Bar Chart只適用Keys(Index)數量不大的時候,
數量一大就看不清楚你的X軸放甚麼東西。
看看下面這張範例就知道了。

I was dealing with a column of a DataFrame last night, and I found out that there are 649 keys (think of them as indexes). If you try to plot a bar chart for this column with pandas.plot.bar(), your x-axis is doomed to be jammed. You have to know that bar charts are easier to read only when the keys are not huge.

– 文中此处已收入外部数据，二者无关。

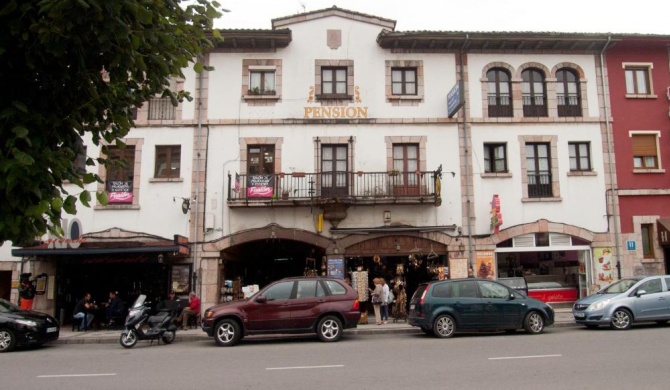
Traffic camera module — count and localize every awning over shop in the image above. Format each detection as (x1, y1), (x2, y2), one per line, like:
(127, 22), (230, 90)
(656, 218), (670, 245)
(12, 231), (190, 256)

Once your x-axis is jammed, who knows what the heck it is. Take the chart below for instance, then you know what I mean.



下面用有12個Keys的DataFrame來示範如何畫Bar Chart。

Let me use a DataFrame with 12 keys to show you how to plot a bar chart.


# -*- coding: utf-8 -*-
"""
Created on Fri Oct 13 02:26:28 2017

@author: ShihHsing Chen
"""
import pandas as pd
import numpy as np
import matplotlib
import matplotlib.pyplot as plt

matplotlib.style.use("ggplot") # Look Pretty

age = {"Age" : [11, 10, 12, 11, 10, 13, 12, 12, 11, 12, 12, 9]}
simple = pd.DataFrame(age)
simple.plot.bar(alpha = 0.5, color = "green", edgecolor = "white")



當然,
你也可以用your_data_name.value_counts()來做計算,
然後再自己做一個Series或是DataFrame來套用Bar Chart的式子,
但這樣顯得多此一舉,
不是嗎?

Sure, you can count the occurrences of each value with your_data_name.value_counts(), and build a new Series or DataFrame working fine with commands of bar charts. Yet, it is unnecessary, right?  

所以只好回歸Histograms,
但是Histograms有麻煩的Bins
切的數目和大小會影響畫出來的直方圖。
我這裡用students.data的G1來畫,
你就會發現Bins數目不過增加一點,
出現的極值就會有所改變。

Hence, let us revisit histograms. For starters, you have to know what bins are and how annoying they are. Numbers and sizes of bins could directly affect the information delivered by histograms, even jeopardize. I load in the G1 column from students.data plot four histograms with different numbers of bins. You may notice that the peak value would change even the number of bins increases only by 2 or 4.



# -*- coding: utf-8 -*-
"""
Created on Fri Oct 13 02:26:28 2017

@author: ShihHsing Chen
"""
import pandas as pd
import numpy as np
import matplotlib
import matplotlib.pyplot as plt

matplotlib.style.use("ggplot") # Look Pretty

student_dataset = pd.read_csv("students.data", index_col=0)
my_series1 = student_dataset["G1"]
fig = plt.figure() #Use it to create subplots.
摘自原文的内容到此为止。